People who want to protect the planet are here—even as we pay a price to the planet just to get so many people here. And granted, we’re a node of sanity in a mode of insanity. We can’t yet get most attendees to simply “leave no trace,” much less trace their desires for festive indulgence to a place that feeds radical resistance to consumerism. Radical at Bonnaroo is a form of consumerism. And when the best music in the world is the commodity, we are still buying.

Several things lure us here: primarily the opportunity to participate in the erection of a temporary city and share in its inherently communal and cultural exchange created by rubbing shoulders and sharing the dusty dance-floor with thousands of your best friends.

And then, at the end of the day and well into the night and the next morning, the music draws us in. The armchair critic and passionate volunteer collapse into the unabashed fan, dancing to the beats without cessation, without fear, without apology. For my second year, thirty-nine miles from home is home.

Monday, June 11, 2007

Bonnaroo Founder Ashley Capps Interviewed by Landin King


Last fall semester, Landin King--one of my Writing 1010 students--approached me about doing his required profile--an assignment where all writers must conduct primary research (usually personal interviews) on a topic of their choosing--on Bonnaroo.

When I asked Landin who he might interview, he suggested a friend of a friend in the Manchester Police Department.

"Are you primarily interested in law-enforcement issues at major music festivals?" I pursued.

When we realized that music and the real meaning of the event itself were his interests, we decided to contact Ashley Capps of AC entertainment.

So, I'm excited to share the following MP3 and his edited essay in article form:

MP3:

http://www.wikiupload.com/comment.php?id=156460

Essay:

http://www.interference.com/stories/id170693.html


Saturday, June 09, 2007

My Blogaroo is back--four days and counting

For the last month, I've had Bonnaroo on the brain, and it's hard to imagine that my departure for the massive miracle and delicate monster that is the corporate-sponsored autonomous zone of the music nerd nation is only days away.
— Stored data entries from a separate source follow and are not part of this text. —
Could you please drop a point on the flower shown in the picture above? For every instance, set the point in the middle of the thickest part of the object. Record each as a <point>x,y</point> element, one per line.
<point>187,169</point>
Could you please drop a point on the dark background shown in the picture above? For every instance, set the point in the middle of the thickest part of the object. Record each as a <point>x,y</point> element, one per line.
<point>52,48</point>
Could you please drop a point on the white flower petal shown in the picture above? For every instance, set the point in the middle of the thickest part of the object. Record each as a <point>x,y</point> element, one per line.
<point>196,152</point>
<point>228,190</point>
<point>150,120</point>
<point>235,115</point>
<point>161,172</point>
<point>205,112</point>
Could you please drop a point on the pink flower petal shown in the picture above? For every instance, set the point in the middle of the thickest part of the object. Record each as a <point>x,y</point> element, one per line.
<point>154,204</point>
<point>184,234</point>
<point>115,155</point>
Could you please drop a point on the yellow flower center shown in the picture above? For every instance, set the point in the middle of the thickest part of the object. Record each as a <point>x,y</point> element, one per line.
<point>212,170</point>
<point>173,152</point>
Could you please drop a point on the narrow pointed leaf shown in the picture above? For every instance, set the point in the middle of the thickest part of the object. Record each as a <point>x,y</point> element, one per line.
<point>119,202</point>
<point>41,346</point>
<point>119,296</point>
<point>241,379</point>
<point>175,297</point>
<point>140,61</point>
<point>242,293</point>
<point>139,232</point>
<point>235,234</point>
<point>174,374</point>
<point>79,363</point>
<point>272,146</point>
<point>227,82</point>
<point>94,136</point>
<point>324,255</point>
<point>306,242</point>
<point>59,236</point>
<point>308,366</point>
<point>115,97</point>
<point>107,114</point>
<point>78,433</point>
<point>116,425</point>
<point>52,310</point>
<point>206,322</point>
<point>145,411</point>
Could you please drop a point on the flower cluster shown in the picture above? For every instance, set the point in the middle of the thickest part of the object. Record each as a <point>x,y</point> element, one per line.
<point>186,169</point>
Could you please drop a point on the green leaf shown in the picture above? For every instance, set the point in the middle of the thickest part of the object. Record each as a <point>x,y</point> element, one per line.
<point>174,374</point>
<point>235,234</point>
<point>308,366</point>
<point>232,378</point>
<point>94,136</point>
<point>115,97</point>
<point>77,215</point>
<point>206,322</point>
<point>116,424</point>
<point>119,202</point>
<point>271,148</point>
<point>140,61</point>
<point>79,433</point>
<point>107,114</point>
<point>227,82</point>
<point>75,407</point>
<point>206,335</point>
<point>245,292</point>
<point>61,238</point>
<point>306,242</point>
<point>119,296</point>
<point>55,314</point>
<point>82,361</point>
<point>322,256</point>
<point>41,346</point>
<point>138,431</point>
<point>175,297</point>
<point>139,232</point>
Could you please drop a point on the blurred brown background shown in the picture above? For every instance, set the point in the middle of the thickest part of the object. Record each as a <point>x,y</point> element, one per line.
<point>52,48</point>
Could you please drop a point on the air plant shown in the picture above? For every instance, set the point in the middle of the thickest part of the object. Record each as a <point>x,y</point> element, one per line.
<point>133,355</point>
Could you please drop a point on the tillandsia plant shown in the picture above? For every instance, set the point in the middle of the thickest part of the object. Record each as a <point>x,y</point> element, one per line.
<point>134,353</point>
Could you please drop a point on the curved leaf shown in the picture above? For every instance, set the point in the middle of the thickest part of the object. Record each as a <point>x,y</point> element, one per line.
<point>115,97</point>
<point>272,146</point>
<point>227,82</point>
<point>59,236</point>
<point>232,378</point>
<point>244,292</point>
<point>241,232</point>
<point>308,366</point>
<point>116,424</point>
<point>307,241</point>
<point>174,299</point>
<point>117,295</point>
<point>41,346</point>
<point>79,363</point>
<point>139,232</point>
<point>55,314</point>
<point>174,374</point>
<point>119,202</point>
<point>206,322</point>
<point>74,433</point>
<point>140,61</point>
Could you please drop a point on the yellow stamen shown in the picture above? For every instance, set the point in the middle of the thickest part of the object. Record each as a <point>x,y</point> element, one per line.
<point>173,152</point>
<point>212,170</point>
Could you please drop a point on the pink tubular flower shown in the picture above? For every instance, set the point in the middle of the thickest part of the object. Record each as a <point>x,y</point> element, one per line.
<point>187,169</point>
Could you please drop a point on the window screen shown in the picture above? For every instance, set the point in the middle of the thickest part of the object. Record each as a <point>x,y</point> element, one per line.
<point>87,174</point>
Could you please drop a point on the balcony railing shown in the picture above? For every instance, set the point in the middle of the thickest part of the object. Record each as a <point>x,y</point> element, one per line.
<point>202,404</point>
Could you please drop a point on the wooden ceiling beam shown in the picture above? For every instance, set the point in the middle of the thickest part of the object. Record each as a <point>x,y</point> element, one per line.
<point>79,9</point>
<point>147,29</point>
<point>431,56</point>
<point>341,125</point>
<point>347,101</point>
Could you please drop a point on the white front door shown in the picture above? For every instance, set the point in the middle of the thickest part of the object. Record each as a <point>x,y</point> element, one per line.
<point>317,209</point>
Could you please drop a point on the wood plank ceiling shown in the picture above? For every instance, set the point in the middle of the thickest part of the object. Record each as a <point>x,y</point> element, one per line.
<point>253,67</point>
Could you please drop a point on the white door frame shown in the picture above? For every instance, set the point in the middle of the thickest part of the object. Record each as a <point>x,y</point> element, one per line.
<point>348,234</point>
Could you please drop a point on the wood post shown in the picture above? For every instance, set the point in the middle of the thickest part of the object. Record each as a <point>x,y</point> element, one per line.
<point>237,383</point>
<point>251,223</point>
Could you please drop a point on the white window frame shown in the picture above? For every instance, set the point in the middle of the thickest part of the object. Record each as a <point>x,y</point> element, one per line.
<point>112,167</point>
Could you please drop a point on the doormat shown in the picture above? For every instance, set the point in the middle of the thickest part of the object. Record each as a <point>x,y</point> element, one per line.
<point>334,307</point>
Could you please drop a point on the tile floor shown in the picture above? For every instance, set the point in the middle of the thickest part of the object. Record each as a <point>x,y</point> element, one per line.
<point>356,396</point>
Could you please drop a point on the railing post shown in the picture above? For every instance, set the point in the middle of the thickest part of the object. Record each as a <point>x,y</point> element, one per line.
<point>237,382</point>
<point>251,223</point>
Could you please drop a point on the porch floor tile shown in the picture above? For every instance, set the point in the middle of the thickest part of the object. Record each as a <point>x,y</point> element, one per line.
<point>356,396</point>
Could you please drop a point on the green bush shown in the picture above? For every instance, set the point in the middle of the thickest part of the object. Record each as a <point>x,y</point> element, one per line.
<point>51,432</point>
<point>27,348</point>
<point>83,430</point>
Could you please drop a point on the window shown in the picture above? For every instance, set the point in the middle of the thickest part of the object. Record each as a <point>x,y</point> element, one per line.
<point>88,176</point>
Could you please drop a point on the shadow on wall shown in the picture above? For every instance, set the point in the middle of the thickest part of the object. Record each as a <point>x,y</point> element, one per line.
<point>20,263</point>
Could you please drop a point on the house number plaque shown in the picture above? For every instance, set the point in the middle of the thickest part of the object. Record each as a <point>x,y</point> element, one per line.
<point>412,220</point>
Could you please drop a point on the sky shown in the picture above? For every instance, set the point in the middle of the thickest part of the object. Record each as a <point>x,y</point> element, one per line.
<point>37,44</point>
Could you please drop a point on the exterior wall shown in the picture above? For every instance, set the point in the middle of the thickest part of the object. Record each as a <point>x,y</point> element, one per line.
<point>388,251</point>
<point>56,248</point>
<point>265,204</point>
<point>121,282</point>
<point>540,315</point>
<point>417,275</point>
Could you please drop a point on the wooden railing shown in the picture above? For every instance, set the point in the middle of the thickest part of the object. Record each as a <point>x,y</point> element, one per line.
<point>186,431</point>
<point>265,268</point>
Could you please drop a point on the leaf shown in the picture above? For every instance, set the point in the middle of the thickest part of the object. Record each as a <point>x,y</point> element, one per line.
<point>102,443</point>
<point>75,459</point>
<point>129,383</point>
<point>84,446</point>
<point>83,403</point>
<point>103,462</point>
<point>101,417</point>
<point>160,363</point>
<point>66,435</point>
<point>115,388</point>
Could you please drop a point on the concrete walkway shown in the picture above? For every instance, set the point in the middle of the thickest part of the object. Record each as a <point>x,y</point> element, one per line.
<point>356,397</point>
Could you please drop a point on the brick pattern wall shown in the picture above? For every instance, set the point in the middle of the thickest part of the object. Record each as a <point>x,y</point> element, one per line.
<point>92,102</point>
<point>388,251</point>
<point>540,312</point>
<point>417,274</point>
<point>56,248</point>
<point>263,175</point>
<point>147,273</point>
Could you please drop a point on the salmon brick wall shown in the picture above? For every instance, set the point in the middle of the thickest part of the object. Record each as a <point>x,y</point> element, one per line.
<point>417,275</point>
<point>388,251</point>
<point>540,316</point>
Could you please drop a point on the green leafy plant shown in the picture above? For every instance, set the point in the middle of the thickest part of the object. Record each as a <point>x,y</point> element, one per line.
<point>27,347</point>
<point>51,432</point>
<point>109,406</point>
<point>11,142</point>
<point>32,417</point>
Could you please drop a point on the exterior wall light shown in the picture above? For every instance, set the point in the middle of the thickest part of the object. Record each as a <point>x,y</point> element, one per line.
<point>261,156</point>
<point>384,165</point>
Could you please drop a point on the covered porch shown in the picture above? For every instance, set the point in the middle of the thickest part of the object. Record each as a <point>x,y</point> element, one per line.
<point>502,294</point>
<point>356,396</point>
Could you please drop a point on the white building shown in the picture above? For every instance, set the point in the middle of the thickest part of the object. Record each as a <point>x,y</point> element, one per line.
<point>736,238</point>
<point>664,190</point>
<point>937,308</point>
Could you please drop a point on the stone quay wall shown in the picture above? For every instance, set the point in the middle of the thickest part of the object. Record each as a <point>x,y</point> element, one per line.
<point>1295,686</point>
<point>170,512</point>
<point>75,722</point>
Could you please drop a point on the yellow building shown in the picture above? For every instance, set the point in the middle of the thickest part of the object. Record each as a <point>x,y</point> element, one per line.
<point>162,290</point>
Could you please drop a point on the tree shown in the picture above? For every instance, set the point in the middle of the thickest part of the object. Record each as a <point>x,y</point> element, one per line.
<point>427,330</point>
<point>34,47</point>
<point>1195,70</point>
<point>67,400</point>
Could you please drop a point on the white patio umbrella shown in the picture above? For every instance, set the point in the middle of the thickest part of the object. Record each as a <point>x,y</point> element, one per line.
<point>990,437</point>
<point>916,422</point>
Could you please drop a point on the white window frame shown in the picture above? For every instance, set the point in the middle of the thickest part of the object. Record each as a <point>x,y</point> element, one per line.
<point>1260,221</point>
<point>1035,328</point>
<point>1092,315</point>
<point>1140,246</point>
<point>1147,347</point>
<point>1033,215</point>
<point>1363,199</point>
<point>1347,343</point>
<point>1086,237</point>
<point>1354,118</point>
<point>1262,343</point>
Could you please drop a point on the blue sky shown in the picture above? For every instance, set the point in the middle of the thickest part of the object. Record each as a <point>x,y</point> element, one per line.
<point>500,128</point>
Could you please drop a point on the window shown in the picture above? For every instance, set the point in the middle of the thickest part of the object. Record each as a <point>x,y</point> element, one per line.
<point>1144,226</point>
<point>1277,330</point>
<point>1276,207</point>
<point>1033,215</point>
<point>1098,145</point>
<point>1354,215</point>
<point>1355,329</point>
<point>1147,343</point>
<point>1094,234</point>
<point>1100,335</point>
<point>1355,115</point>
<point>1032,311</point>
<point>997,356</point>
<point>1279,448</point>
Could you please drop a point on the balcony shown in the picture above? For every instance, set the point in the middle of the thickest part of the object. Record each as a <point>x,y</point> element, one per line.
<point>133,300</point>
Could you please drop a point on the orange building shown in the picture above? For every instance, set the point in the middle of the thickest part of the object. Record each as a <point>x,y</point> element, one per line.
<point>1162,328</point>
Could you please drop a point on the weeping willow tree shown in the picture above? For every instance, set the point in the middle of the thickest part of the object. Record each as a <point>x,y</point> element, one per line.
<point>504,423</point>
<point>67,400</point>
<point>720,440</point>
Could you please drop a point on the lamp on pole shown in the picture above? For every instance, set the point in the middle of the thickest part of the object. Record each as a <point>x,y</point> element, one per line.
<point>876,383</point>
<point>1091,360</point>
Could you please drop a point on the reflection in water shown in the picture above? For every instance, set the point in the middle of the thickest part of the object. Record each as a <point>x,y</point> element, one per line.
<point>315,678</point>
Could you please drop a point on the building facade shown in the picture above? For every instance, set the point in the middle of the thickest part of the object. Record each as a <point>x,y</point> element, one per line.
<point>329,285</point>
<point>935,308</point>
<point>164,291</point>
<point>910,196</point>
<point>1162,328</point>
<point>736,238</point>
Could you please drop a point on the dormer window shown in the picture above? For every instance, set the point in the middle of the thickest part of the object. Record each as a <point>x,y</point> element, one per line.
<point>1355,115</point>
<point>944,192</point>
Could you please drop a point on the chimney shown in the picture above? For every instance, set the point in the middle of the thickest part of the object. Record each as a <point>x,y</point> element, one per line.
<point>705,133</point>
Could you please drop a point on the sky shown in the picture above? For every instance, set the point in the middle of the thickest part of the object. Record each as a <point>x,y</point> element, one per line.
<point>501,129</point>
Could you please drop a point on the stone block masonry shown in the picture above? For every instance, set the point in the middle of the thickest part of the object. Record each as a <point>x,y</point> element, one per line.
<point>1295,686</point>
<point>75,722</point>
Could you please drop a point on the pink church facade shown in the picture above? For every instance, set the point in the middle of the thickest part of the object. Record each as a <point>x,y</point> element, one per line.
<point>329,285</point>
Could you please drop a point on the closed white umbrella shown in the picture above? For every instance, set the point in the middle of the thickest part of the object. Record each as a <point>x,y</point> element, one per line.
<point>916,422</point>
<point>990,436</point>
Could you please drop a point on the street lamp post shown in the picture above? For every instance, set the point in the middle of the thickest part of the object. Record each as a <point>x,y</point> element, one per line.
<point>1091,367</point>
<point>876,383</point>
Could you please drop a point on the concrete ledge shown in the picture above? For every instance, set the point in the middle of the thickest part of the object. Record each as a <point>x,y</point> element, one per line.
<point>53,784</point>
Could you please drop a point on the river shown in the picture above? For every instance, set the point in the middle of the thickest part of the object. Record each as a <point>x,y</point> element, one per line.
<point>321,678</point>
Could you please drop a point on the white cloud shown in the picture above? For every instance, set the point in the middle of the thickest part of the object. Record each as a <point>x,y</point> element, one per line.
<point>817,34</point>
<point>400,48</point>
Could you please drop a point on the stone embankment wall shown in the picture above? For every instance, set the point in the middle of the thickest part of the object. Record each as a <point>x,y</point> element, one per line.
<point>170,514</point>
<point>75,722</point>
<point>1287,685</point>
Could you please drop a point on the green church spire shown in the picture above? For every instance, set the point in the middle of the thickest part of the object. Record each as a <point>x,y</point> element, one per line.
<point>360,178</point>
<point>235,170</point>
I'm going as a participant, a volunteer, a fan, and of course, because I can't help myself, a writer and a critic.

I remember my first Bonnaroo so vividly as much as I remember the line-up rumors in early 2007.

I remember the day the line-up was announced like it was a national holiday.

I remember all the work I did to bring myself back as a volunteer for the second consecutive year. Thanks to all my Planet Roo friends who have made that possible.